In Clio, all function calls and variable declarations happen inside a flow. Simplest form of flow is a flow that starts with some static data and calls a single function with no arguments. Let's write a simple hello world program together.

'hello world' -> print

Strings are defined by single-quotes, whether they're single line or not. -> is the pipe operator, and print is the function we're calling. If you run the above program you should see hello world printed in the console.

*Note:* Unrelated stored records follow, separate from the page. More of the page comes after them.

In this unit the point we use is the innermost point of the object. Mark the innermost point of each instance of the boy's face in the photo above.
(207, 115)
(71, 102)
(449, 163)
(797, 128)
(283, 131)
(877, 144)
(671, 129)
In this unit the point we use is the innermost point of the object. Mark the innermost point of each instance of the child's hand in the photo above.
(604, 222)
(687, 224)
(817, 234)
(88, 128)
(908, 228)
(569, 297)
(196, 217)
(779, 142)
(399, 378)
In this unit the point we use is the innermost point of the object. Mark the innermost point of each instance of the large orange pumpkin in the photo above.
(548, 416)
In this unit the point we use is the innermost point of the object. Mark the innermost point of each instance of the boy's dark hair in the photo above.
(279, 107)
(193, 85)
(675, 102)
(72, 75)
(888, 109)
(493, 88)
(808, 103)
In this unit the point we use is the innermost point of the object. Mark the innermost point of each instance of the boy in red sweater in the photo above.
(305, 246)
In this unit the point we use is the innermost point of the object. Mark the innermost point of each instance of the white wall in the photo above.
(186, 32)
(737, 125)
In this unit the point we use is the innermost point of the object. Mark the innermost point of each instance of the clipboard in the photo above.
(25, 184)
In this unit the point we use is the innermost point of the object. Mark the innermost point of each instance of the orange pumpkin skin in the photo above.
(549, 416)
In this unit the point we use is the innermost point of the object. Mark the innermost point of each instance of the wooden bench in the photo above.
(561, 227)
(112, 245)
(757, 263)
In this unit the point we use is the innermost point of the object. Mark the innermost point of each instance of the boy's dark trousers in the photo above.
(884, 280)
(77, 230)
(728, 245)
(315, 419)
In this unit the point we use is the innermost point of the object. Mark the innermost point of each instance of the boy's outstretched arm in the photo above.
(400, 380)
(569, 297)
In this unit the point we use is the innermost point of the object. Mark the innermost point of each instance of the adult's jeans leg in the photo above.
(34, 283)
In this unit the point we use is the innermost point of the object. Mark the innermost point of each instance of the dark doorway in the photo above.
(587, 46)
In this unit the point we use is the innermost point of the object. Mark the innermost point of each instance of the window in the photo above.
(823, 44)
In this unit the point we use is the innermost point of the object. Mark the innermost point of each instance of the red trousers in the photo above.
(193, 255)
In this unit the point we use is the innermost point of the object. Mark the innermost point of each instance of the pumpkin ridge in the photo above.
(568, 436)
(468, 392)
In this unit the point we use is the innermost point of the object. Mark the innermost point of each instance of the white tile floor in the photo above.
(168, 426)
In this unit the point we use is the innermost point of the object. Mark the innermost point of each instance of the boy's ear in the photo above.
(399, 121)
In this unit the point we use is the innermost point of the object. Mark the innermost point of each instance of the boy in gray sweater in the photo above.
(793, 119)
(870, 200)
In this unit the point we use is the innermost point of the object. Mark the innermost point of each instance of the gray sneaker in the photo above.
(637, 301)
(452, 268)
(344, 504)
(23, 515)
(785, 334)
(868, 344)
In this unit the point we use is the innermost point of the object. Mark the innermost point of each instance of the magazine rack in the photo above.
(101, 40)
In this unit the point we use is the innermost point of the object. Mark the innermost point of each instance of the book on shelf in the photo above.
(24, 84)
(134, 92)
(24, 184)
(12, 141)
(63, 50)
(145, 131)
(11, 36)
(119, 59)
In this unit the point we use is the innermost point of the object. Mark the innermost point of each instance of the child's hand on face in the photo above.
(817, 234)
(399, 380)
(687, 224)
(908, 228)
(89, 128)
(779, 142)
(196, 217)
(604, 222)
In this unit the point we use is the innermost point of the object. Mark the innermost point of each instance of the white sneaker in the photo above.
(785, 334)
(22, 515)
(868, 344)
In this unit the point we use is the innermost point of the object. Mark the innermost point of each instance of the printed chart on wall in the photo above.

Assignments and variable declarations also happen in a flow, for example in the above example if we want to put our string in a variable, and then print it, we can write:

'hello world' => message
message -> print

As you see, we use => to assign to a variable to declare a new one. Lets move to a more complicated example, lets learn how to pass extra arguments to functions. This is possible in two ways, first one is done like this:

'hello' 'world' -> print

This is simple, but it's not that convenient to use, for example when we want to chain functions and add extra argument to the next one. The second way can is done like this:

`hello` -> print 'world'

Data is always passed as first argument to the function you call, although this behaviour can be changed using a specific symbol, but we're going to skip this for now. Let's learn how to chain the functions together, let's print an uppercase hello world!

`hello world` -> upper -> print

As you can see, result of a function call can be piped to more functions to create a chain. Here the order of execution is from left to right, as opposed to languages that use braces for function calls, in those languages the order is from inner to outer which leads to confusion and makes the code less readable.

Although there's more about flows to learn, but we will skip them for now.